The 10-meter-wide mural “Crivelli’s Garden”, created between 1990 and 1991, will also be reunited for the first time with the altarpiece “La Madonna della Rondine”, made in the 15th century by Carlo Crivelli, who inspired the Portuguese painter.

In the exhibition, open from Thursday until October 29, there will also be four initial sketches and eight charcoal drawings of people who served as models, namely friends, family and museum employees.

The mural was commissioned for a wall in the museum’s modern wing restaurant opened in 1991, during an artist residency by Paula Rego at the National Gallery to produce new artworks inspired by the collection.

Exhibition programmer Priyesh Mistry told a presentation today how Paula Rego initially turned down the invitation to be the museum’s first resident artist, claiming the collection was too masculine.

However, days later she reconsidered, and Mistry said that “Crivelli’s Garden” is a reflection of how the Portuguese woman decided to “subvert and recreate some of the historical works from the perspective of a European woman and painter”.

In the mural in acrylic paint on canvas, Rego imagined the house and garden of Carlo Crivelli, an Italian painter who specialized in altar paintings depicting the lives of saints, but giving prominence to female characters from the Bible, Roman and Greek mythologies and medieval legends.

The mural depicts, among others, the Virgin Mary, Saint Catherine, Mary Magdalene and Delilah, whose portraits were inspired by people who were close to the artist at the time.

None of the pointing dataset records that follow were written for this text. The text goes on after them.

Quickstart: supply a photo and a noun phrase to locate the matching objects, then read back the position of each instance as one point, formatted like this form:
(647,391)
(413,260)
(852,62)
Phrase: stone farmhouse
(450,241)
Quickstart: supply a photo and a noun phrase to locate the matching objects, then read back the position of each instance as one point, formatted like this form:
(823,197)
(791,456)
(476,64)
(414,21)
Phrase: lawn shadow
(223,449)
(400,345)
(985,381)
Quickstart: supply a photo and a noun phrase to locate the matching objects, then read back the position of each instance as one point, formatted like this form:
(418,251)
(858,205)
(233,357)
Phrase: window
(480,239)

One of those models was art historian Ailsa Turner, who worked in the institution’s education department, and who sees herself in several of the figures.

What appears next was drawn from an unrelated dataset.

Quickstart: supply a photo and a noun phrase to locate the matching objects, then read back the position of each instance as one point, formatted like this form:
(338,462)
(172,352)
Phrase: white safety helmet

“She was very focused and efficient at working and sometimes when we moved she would ask us to keep that gesture. For example, the hand of the Virgin Mary is mine,” she told Lusa news agency today.

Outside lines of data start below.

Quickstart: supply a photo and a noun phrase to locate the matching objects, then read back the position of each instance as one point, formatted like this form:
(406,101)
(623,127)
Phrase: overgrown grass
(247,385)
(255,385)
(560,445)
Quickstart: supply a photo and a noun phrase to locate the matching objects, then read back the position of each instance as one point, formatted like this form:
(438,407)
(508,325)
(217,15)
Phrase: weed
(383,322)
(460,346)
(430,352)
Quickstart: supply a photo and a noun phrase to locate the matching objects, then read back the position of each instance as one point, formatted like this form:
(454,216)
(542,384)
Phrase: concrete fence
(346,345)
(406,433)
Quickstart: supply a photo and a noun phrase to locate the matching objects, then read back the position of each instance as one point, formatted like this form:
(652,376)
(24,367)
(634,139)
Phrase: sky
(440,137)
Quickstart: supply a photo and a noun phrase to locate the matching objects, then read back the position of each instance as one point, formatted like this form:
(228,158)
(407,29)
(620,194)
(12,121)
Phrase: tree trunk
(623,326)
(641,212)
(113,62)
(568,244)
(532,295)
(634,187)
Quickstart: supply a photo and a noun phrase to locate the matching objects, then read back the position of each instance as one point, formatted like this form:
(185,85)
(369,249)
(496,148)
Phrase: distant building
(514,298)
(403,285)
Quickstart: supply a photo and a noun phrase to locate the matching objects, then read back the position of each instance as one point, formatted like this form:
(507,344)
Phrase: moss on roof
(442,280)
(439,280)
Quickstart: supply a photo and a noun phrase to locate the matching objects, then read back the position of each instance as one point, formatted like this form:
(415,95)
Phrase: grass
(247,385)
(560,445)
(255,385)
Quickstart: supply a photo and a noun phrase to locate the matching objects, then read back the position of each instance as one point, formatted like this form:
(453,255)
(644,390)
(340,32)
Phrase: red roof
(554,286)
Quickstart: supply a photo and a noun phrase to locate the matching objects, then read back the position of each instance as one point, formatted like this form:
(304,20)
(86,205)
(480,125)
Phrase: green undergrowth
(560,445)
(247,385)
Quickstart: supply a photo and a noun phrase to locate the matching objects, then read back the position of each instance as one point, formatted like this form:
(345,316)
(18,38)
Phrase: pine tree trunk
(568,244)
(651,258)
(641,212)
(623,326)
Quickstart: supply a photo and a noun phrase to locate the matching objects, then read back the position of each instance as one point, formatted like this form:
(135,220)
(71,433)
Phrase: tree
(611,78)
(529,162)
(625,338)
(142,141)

Another scene of a woman and child was inspired by a photograph of Paula Rego herself with her daughter Cassie.

The programmer, Priyesh Mistry, revealed that Paula Rego knew about the exhibition before she died on June 8, 2022, at the age of 87.

The exhibition, she stressed today, is a way of “celebrating this remarkable and monumental painting and giving it a bit of prominence”, emphasizing the reference to the artist’s Portuguese origins.

“She based this idea of the garden and the setting on the aesthetics of her country, the emblematic Portuguese blue and white tiles,” she said.

Colin Wiggins, who accompanied the artist during the creation process but a museum employee, welcomed the fact that the mural had been “liberated from the National Gallery restaurant” and urged the museum to keep the work on permanent display.